= Peter Speliopoulos =

American fashion designer

Peter Speliopoulos, born in 1961 in Springfield, Massachusetts, is an American fashion designer.

==Life as a designer==

Speliopoulos studied fashion at Parsons School of Design in New York and graduated with a BFA in 1981. Speliopoulos is best friends with fashion designer Isaac Mizrahi who also attended Parsons. His first job as a fashion designer was as assistant stylist with Laura Biagiotti in Rome in 1982. He then worked briefly at the French couture house of Christian Dior and later for New York sportswear designer Gloria Sachs whose label went out of business in 1992. In 1985, Speliopoulos was named creative director at Carolyne Roehm Inc., a New York fashion house that had been created in 1984. He left in 1991 to become fashion director with Joseph Abboud.

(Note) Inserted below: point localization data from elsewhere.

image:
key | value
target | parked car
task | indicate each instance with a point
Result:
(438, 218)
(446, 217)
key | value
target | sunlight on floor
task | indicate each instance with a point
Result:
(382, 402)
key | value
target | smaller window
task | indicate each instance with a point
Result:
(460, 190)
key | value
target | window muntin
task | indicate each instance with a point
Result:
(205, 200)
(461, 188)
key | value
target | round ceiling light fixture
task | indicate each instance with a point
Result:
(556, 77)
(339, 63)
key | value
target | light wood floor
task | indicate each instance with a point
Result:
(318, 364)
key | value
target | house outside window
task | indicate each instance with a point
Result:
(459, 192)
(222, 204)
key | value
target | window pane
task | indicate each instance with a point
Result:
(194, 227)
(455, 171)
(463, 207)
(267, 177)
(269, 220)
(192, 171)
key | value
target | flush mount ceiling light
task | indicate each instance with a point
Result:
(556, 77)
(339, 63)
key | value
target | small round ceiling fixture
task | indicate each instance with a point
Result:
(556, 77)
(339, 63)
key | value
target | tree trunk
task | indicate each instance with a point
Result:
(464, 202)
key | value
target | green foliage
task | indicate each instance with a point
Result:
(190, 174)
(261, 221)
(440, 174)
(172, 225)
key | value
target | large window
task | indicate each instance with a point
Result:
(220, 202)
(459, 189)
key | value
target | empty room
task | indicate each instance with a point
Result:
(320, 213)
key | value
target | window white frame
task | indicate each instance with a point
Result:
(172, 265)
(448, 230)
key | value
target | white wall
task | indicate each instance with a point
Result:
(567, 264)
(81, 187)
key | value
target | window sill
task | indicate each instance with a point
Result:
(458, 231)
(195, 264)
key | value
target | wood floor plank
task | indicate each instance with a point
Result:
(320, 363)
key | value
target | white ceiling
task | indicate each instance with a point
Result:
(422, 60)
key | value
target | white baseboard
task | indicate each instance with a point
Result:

From 1993 to 1997, Speliopoulos then worked as a designer for Donna Karan in New York. He replaced Narciso Rodriguez as head of design for the women's collection at Nino Cerruti in mid-1997. While at Cerruti, he gave the label a fresh modern look using fine detail and exquisite fabrics. He left Cerruti in 2002 to return to New York as Vice President of Design for Donna Karan New York. He has stayed with Donna Karan, a fashion house owned by the French LVMH Group, since then. In 1998 he said that his time at Donna Karan between 1993 and 1997 "was invaluable to me in getting to where I am now at Cerruti."

Speliopoulos has also worked as a costume designer for Karole Armitage, a New York ballet dancer who owns her own dance company. In the summer of 2000, he designed the costumes for the Athens Opera production of The Birds by Aristophanes. The collaboration with Armitage continued until 2003. He has also worked as a costume designer with the Rambert Dance Company in London for which Karole Armitage was a choreographer.

He says that he is always inspired by the construction of Balenciaga, the essentialism of Halston and the genius of Yves St. Laurent. He tries to make his garments a mix of feminine sensuality and men's tailoring, creating versatility in a woman's wardrobe.

Speliopoulos - together with his partner for more than 20 years, Robert Turner - is a Friends for Life Annual Fund donor at the GMHC.